El Bayern volvió a golear al Barça y se enfrentará al Dortmund en la final de Wembley
El Bayern Múnich confirma su poderío humillando a un Barça sin Messi con otra goleada en el Camp Nou que deja la eliminatoria en un histórico 7-0.
Como subraya Miguel L. Serrano en Punto Pelota, cuando la evidencia es tan manifiesta, no queda más remedio que estrechar la mano a tu rival y aplaudir.
Hoy en día, la diferencia entre el Bayern Múnich y el Barça es abrumadora en todos los sentidos que se les ocurran. El 7-0 global de la eliminatoria es tan contundente que pudo hasta con el dolor.
Cuando hay tanta distancia llega un momento que ni sientes ni padeces. Eso le ocurrió ayer al barcelonismo, resignado a la aplastante superioridad de un equipo llamado a marcar un ciclo glorioso. Un ciclo como el que, al menos en Europa, parece acabarse en el Camp Nou.
No tuvo respuestas el Barça, despojado del partido y del orgullo, huérfano de su estrella y tristemente ajusticiado en una noche en la que se completó el traspaso de poderes.
Dio la impresión incluso de que los alemanes ni siquiera tuvieron que pisar a fondo el acelerador. Pareció que si no hicieron más sangre fue porque no quisieron.
La derrota culé no tiene mayor excusa que una inferioridad incontestable, tampoco debe justificarla la ausencia del lesionado Messi.
El Barça sólo pudo arrodillarse ante la exuberancia bávara, increíble su derroche físico y futbolístico.

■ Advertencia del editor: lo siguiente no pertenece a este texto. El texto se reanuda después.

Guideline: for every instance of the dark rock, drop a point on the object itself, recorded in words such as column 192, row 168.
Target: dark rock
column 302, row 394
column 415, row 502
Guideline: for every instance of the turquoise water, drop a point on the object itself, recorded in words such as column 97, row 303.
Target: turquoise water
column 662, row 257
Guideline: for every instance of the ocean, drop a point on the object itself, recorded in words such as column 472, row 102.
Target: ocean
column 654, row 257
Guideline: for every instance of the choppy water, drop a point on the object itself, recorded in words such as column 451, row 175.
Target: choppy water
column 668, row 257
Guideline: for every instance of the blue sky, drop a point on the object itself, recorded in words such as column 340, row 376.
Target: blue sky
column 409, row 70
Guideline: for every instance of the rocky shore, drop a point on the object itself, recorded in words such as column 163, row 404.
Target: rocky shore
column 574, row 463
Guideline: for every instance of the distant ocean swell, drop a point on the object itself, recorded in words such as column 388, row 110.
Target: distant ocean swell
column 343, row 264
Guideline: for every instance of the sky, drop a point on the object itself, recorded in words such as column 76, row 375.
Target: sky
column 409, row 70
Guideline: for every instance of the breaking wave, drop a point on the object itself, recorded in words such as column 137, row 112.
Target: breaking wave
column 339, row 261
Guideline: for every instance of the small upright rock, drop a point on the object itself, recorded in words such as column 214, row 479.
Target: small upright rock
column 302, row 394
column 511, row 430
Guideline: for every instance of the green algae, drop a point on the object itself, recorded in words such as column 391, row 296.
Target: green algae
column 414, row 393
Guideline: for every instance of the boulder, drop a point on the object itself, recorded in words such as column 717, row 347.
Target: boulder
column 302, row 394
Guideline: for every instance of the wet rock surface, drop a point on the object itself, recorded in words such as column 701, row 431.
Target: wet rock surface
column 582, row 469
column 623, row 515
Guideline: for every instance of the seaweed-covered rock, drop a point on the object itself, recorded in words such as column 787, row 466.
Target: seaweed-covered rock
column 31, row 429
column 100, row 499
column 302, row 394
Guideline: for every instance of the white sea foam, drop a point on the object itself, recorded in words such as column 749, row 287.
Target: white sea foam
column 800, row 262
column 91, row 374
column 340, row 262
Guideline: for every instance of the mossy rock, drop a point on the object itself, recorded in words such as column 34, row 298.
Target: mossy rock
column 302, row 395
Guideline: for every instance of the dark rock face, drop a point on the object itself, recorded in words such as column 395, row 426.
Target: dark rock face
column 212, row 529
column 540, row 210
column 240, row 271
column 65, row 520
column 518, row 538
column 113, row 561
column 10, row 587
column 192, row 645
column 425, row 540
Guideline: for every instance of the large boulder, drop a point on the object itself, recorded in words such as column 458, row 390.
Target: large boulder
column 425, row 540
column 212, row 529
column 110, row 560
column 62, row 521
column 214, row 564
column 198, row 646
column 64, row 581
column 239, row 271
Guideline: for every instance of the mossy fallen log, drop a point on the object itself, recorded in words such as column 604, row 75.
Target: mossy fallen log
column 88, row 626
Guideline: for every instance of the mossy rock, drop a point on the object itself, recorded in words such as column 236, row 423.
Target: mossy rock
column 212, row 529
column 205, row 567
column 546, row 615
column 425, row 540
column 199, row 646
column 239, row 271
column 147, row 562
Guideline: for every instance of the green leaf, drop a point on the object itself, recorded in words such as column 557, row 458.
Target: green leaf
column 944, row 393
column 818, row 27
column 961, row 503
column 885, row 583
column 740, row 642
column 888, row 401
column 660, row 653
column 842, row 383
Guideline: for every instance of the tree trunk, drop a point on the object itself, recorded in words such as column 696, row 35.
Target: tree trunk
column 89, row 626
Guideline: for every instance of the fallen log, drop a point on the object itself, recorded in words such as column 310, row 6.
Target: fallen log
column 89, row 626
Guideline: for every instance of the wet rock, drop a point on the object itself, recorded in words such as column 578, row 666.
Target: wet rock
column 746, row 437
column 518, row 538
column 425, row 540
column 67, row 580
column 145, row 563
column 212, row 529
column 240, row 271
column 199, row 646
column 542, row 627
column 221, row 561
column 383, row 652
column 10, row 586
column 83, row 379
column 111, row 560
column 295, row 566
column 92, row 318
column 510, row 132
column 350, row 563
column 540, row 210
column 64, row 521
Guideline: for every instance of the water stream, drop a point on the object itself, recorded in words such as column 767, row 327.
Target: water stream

El Bayern alcanzó merecidamente la final de Wembley, que disputará frente al Borussia el 25 de mayo. Se impuso la ley del más fuerte. Lo dicho: aplaudir y poco más.
Nunca hubo la sensación en el Camp Nou de que el milagro fuera posible. El Bayern demostró una seguridad y una personalidad abrumadoras, demasiada chicha para un adversario voluntarioso pero descaradamente inferior, tan mermado como su santo y seña.
A la que se supo que Messi no iba a ser titular, la misión se convirtió definitivamente en imposible. El argentino aguardó todo el partido en el banquillo. No es que no hiciera falta recurrir a él, es que no mereció la pena.
Aguantó el Barça un tiempo, porque en quince minutos los bávaros llegaron tres veces de forma clara, todas ellas desbaratadas por un imperial Piqué, el mejor jugador azulgrana. Pero no se trataba sólo de aguantar.
Hacían falta cuatro goles, achuchar, creer en la proeza, cerrar los ojos y dejar volar esa imaginación infantil que reclamó el central en la previa. Sucedió que el ogro alemán espantó a todos los niños, demasiado grande y demasiado fuerte como para enfrentarse a él.
No es que el Barça se asustara, es que sencillamente no supo cómo meterle mano. Quizá hoy en día nadie tenga la fórmula para detener semejante apisonadora. El bávaro es un conjunto sin fisuras, excelso física y técnicamente, sobrado de talento, tácticamente bien trabajado y feliz, inmensamente feliz.
Ningún futbolista tiene problemas para bajar al barro y todos se compenetran a la perfección. Heynckes se irá dejando a este grupo en la cima de Europa.
En realidad, el poderoso despliegue bávaro no hizo más que confirmar la evidencia: o se alineaban los planetas o aquello no daba para más.
El equipo alemán adelantó la presión y alejó de su área al Barça. Pero además jugó con sentido, muy fresco de piernas y de mente, nada que ver con su rival.
El Barça se fajó cuanto pudo, muy flojo Cesc, impreciso Iniesta, superado Xavi, autor de la única gran ocasión culé, un zurdazo dentro del área que se fue alto. Todos los jugadores azulgranas, en realidad, quedaron ocultos tras la exuberancia bávara, sin fuerzas ni energía.
El gol de Robben a los tres minutos de la reanudación, un zurdazo inapelable, aceleró la rendición culé.
Tito sacó la bandera blanca retirando a Xavi y a Iniesta antes de que Piqué en propia y Müller de cabeza terminaran de certificar la humillación. Nunca en su historia el Barça había perdido una eliminatoria de Champions por siete goles a cero.